= John Saxton Campbell =

Canadian businessman (1787-1855)

John Saxton Campbell (c. 1787 - April 25, 1855) was a seigneur and businessman in Lower Canada.

He was the son of Archibald Campbell and Charlotte Saxton and the older brother of notary Archibald Campbell. He is believed to have come to the town of Quebec at a young age; his father was involved in the timber trade and came to Quebec after the American Revolutionary War.
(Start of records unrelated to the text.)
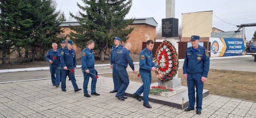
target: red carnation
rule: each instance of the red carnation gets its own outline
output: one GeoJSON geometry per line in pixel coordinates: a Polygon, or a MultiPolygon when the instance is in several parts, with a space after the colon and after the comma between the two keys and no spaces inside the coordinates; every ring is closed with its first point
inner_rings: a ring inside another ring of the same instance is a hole
{"type": "Polygon", "coordinates": [[[162,69],[162,70],[163,70],[162,71],[164,72],[165,72],[166,71],[166,69],[165,69],[165,68],[163,68],[163,69],[162,69]]]}
{"type": "Polygon", "coordinates": [[[162,58],[162,56],[159,56],[158,57],[158,59],[159,60],[161,59],[162,58]]]}
{"type": "Polygon", "coordinates": [[[176,57],[176,55],[174,55],[173,56],[172,56],[173,57],[173,58],[176,57]]]}
{"type": "Polygon", "coordinates": [[[162,52],[163,52],[163,53],[165,53],[166,52],[166,50],[165,49],[164,49],[163,50],[162,52]]]}
{"type": "Polygon", "coordinates": [[[165,53],[164,55],[164,56],[167,57],[168,56],[168,54],[167,53],[165,53]]]}

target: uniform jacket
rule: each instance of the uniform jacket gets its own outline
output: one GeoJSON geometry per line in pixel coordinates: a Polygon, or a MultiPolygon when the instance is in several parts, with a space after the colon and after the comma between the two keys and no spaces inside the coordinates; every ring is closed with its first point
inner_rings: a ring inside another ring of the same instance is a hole
{"type": "Polygon", "coordinates": [[[152,51],[146,48],[140,53],[140,70],[150,72],[152,67],[155,66],[156,63],[153,62],[152,51]]]}
{"type": "Polygon", "coordinates": [[[68,69],[76,68],[76,58],[75,50],[72,49],[70,51],[67,48],[62,50],[60,62],[62,66],[67,66],[68,69]]]}
{"type": "Polygon", "coordinates": [[[124,47],[122,45],[119,44],[118,47],[115,49],[116,45],[114,45],[112,47],[111,51],[111,56],[110,58],[110,64],[113,65],[113,63],[116,63],[116,57],[117,56],[117,53],[121,49],[123,49],[124,47]]]}
{"type": "Polygon", "coordinates": [[[84,68],[85,70],[88,70],[88,68],[94,67],[95,59],[94,54],[92,49],[86,47],[82,51],[82,68],[84,68]]]}
{"type": "Polygon", "coordinates": [[[130,55],[130,51],[124,48],[120,50],[117,54],[116,61],[116,66],[124,66],[126,69],[128,66],[128,63],[131,68],[133,70],[134,64],[132,57],[130,55]]]}
{"type": "Polygon", "coordinates": [[[49,61],[50,60],[52,60],[52,64],[59,65],[60,64],[60,51],[57,49],[56,52],[55,53],[53,51],[53,49],[52,49],[48,50],[48,52],[46,54],[46,56],[45,56],[45,60],[48,62],[49,62],[49,61]],[[55,56],[56,58],[56,59],[53,59],[53,56],[55,56]]]}
{"type": "Polygon", "coordinates": [[[183,65],[183,74],[202,74],[202,76],[207,77],[210,68],[209,54],[206,49],[198,46],[193,53],[193,47],[188,48],[183,65]]]}

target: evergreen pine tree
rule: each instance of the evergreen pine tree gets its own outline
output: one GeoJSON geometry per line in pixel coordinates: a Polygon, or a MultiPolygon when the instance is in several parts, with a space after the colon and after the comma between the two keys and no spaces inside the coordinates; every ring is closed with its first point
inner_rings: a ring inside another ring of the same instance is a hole
{"type": "Polygon", "coordinates": [[[82,48],[86,47],[90,40],[95,42],[95,49],[100,52],[100,60],[104,60],[104,50],[114,44],[113,38],[120,37],[126,42],[128,35],[134,28],[127,28],[132,24],[134,19],[124,20],[132,5],[132,0],[82,0],[85,6],[77,6],[84,14],[79,11],[81,17],[70,15],[78,21],[82,27],[69,26],[72,30],[70,38],[76,45],[82,48]]]}

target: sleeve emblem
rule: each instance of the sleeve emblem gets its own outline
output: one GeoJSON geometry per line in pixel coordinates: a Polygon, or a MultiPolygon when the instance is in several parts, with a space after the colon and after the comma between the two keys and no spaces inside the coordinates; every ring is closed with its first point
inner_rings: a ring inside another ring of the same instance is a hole
{"type": "Polygon", "coordinates": [[[145,58],[145,56],[144,56],[144,55],[142,55],[141,56],[140,56],[140,59],[142,60],[143,60],[145,58]]]}

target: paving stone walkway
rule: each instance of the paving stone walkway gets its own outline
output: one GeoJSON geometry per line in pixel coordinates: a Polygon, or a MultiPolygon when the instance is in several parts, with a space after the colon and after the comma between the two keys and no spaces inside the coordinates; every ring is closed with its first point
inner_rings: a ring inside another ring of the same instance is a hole
{"type": "MultiPolygon", "coordinates": [[[[96,92],[100,95],[89,98],[83,90],[75,92],[68,80],[67,92],[50,79],[0,84],[0,118],[256,118],[256,102],[212,95],[203,100],[201,115],[150,102],[152,108],[146,108],[133,98],[118,100],[109,92],[112,79],[99,76],[96,92]]],[[[83,89],[83,77],[76,78],[83,89]]],[[[142,84],[130,81],[128,89],[142,84]]]]}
Campbell took over the operation of his father's business in 1811 and later partnered in the timber business with William Sheppard, who had married his sister Harriet. In 1824 and 1825, Campbell managed sawmills for one John Caldwell. In 1825, he set up his own operation, with wharves, a sawmill, and a shipyard at Anse des Mères near Quebec. The steamer Royal William of Samuel Cunard's Quebec and Halifax Steam Navigation Company was built at Campbell's shipyard. He was also a business partner of shipbuilder George Black.

Campbell was a director of the Quebec Bank and the Quebec Savings Bank. He also helped found the Literary and Historical Society of Quebec. In 1835, he purchased the seigneury of Îlet-du-Portage.

Around 1842, Campbell and his wife moved to Penzance in England, where he died in 1855.

His sister Louisa Sophia married seigneur Jonathan Würtele.